The objective of this project is to create a predictive text model that reduces the number of required keystrokes and effectively predicts the next word typed based on word frequency and context. Natural language processing techniques will be used to perform the analysis and build the predictive model.
This milestone report describes the major features of the training data with our exploratory data analysis and summarizes our plans for creating the predictive model. It meets the following benchmarks:
Data for this comes from a corpus called HC Corpora. See readme file details.
The corpus provides three types of sources: blog, news and twitter. For the purposes of this project, all sources will be assumed to be of equal quality, though there are some notable differences. For example, the twitter text data may contain more grammar errors and mispellings. Yet, on the other hand the focus on short topical phrases may make twitter text ideal for prediction of phrases with 2-4 words, the focus of this project.
All text data are provided in 4 different languages: 1) German, 2) English - United States, 3) Finnish and 4) Russian. In this project, we will only focus on the English - United States data sets.
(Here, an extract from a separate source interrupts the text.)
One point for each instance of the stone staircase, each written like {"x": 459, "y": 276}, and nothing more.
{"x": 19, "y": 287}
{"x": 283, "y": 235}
For this report we will be load the quanteda package which connects with several other r library functions.
# clear any prior values in environment
rm(list = ls())
# Load or install packages used
library(ggplot2) # enhanced grahics
library(ggthemes) # advanced themes
library(quanteda) # corpus tokenizer and more
Since the twitter data contains emojis and symbols, it is important to remove non-ASCII characters and clean the data. Fortunately, the quanteda package provides the needed functionality to do word frequencies without extensive manual regex construction.
This allow for removing URLs, special characters, punctuations, numbers, excess whitespace, stopwords, stemming words and changing the text to lower case.
# Download and unzip the data to local disk
if (!file.exists("Coursera-SwiftKey.zip")) {
download.file("https://d396qusza40orc.cloudfront.net/dsscapstone/dataset/Coursera-SwiftKey.zip")
unzip("Coursera-SwiftKey.zip")
}
# Define function to read and strip out non-ascii characters
remove_nonasc <- function(file){
print(file)
# Read the data and force UTF-8 encoding
text <- readLines(file, encoding = "UTF-8", skipNul = TRUE)
# print max char
print(max(nchar(text)))
# find indices of words with non-ASCII characters
nonascIndex <- grep("text.tmp", iconv(text, "latin1", "ASCII", sub="text.tmp"))
# subset original vector of words to exclude words with non-ASCII char
text <- text[-nonascIndex]
}
# load local files
blogsData <- remove_nonasc("./Coursera-SwiftKey/final//en_US//en_US.blogs.txt")
newsData <- remove_nonasc("./Coursera-SwiftKey/final//en_US//en_US.news.txt")
twitterData <- remove_nonasc("./Coursera-SwiftKey/final//en_US//en_US.twitter.txt")
# get file size info
dir <-"./Coursera-SwiftKey/final//en_US//"
filelist <- list.files(dir)
# filelist
To speed up processing we extract a small percent of total records subset for exploratory purposes.
# Sample the data using percentage approach to test coverage
set.seed(416)
# replace is false, these probabilities are applied sequentially, that is the probability of choosing # the next item is proportional to the weights amongst the remaining items.
data.sample <- c(sample(blogsData, length(blogsData) * 0.03, replace = FALSE),
sample(newsData, length(newsData) * 0.03, replace = FALSE),
sample(twitterData, length(twitterData) * 0.03, replace = FALSE))
if (!file.exists("data.sample.Rdata")) {
#ata.sample <- paste(newsData[1:5000], blogsData[1:5000], twitterData[1:5000])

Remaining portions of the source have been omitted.